Sparse modeling has become a particularly important and quickly developing topic in many applications of statistics, machine learning, and signal processing. The main objective of sparse modeling is discovering a small number of predictive patterns that would improve our understanding of the data. This paper extends the idea of sparse modeling to the variable selection problem in high dimensional linear regression, where there are multiple response vectors, and they share the same or similar subsets of predictor variables to be selected from a large set of candidate variables. In the literature, this problem is called multi-task learning, support union recovery or simultaneous sparse coding in different contexts.
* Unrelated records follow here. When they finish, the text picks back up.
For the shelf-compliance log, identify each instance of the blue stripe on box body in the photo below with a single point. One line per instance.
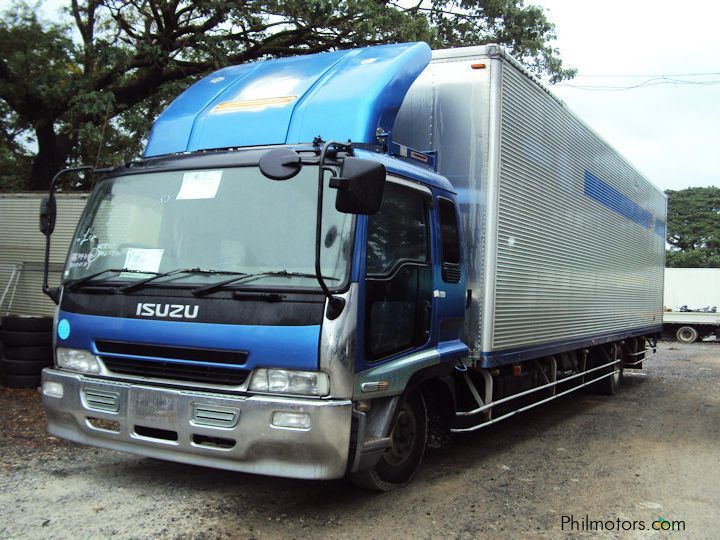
(608, 196)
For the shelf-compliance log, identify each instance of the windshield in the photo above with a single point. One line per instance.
(231, 220)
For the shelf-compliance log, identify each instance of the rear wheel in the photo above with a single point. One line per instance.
(608, 385)
(401, 460)
(686, 334)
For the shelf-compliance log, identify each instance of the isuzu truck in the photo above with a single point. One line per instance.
(323, 264)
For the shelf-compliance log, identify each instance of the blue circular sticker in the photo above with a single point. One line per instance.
(64, 329)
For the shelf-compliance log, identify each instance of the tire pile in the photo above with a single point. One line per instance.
(26, 348)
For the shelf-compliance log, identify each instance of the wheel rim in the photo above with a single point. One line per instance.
(403, 437)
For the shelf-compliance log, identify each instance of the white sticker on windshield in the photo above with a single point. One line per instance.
(199, 185)
(143, 260)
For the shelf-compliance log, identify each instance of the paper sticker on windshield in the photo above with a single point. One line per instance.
(143, 260)
(200, 185)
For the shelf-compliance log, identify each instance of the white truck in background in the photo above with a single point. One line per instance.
(691, 300)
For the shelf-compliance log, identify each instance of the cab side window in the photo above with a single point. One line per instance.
(449, 241)
(399, 275)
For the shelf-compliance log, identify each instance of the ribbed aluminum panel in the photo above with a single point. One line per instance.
(552, 253)
(580, 233)
(22, 242)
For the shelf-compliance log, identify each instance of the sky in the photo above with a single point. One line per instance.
(669, 131)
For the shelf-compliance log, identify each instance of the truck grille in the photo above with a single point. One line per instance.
(172, 370)
(218, 356)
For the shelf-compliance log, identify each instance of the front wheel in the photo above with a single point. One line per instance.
(401, 460)
(686, 334)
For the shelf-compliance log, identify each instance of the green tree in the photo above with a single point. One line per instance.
(87, 88)
(693, 228)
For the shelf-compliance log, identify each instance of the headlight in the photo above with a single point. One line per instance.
(77, 360)
(284, 381)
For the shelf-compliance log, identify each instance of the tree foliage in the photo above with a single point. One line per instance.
(87, 88)
(693, 228)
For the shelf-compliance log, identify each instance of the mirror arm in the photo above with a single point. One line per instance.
(335, 304)
(54, 292)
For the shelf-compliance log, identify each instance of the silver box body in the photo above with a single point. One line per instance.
(564, 240)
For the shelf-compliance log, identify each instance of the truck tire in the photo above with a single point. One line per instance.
(19, 381)
(17, 338)
(22, 367)
(686, 334)
(401, 460)
(43, 352)
(26, 324)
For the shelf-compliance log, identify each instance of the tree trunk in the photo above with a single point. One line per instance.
(51, 157)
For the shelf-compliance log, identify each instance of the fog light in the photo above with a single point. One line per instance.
(291, 420)
(77, 360)
(53, 389)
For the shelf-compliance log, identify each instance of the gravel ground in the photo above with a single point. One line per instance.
(650, 452)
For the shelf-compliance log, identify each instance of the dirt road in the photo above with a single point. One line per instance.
(651, 452)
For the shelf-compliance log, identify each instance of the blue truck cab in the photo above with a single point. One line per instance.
(191, 324)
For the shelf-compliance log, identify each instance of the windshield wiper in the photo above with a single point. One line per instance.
(80, 281)
(202, 291)
(139, 284)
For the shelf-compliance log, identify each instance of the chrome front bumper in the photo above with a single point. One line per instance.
(201, 428)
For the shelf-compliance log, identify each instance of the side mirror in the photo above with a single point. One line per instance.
(280, 164)
(360, 186)
(48, 213)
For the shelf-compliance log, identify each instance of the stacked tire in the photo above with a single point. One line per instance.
(26, 350)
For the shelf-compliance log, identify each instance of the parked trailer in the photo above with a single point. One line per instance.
(263, 299)
(687, 292)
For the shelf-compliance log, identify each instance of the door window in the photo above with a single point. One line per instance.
(399, 275)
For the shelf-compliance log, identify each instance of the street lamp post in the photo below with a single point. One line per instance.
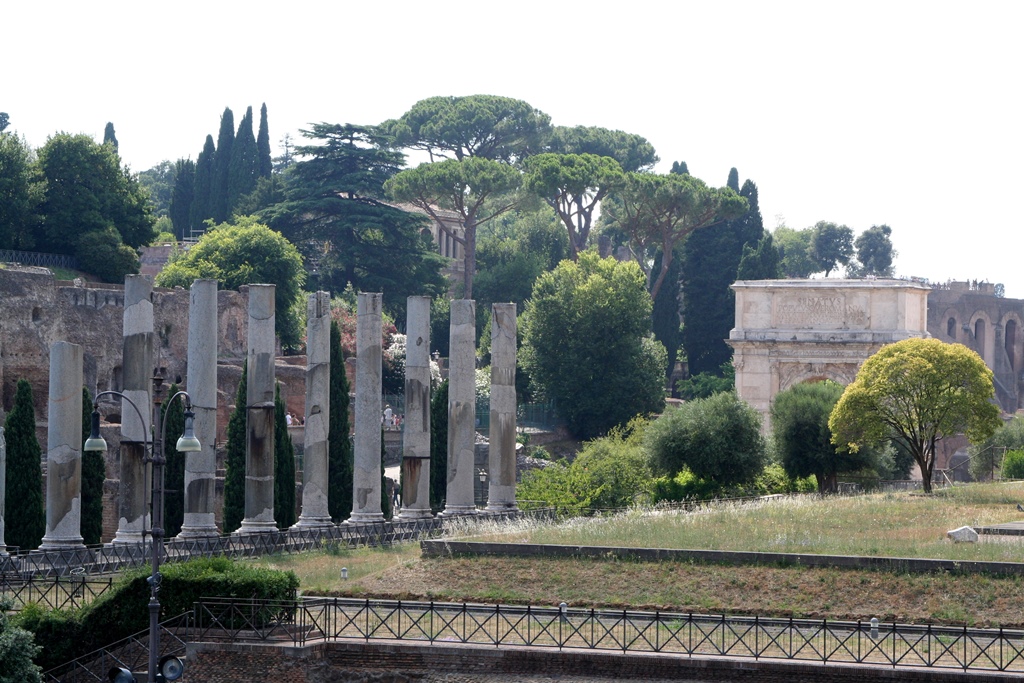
(169, 669)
We present a Bayesian method for solving this problem by introducing two nested sets of binary indicator variables. In the first set of indicator variables, each indicator is associated with a predictor variable or a regressor, indicating whether this variable is active for any of the response vectors. In the second set of indicator variables, each indicator is associated with both a predicator variable and a response vector, indicating whether this variable is active for the particular response vector. The problem of variable selection is solved by sampling from the posterior distributions of the two sets of indicator variables. We develop a Gibbs sampling algorithm for posterior sampling and use the generated samples to identify active support both in shared and individual level. Theoretical and simulation justification are performed in the paper.
The proposed algorithm is also demonstrated on the real image data sets. To learn the patterns of the object in images, we treat images as the different tasks. Through combining images with the object in the same category, we cannot only learn the shared patterns efficiently but also get individual sketch of each image.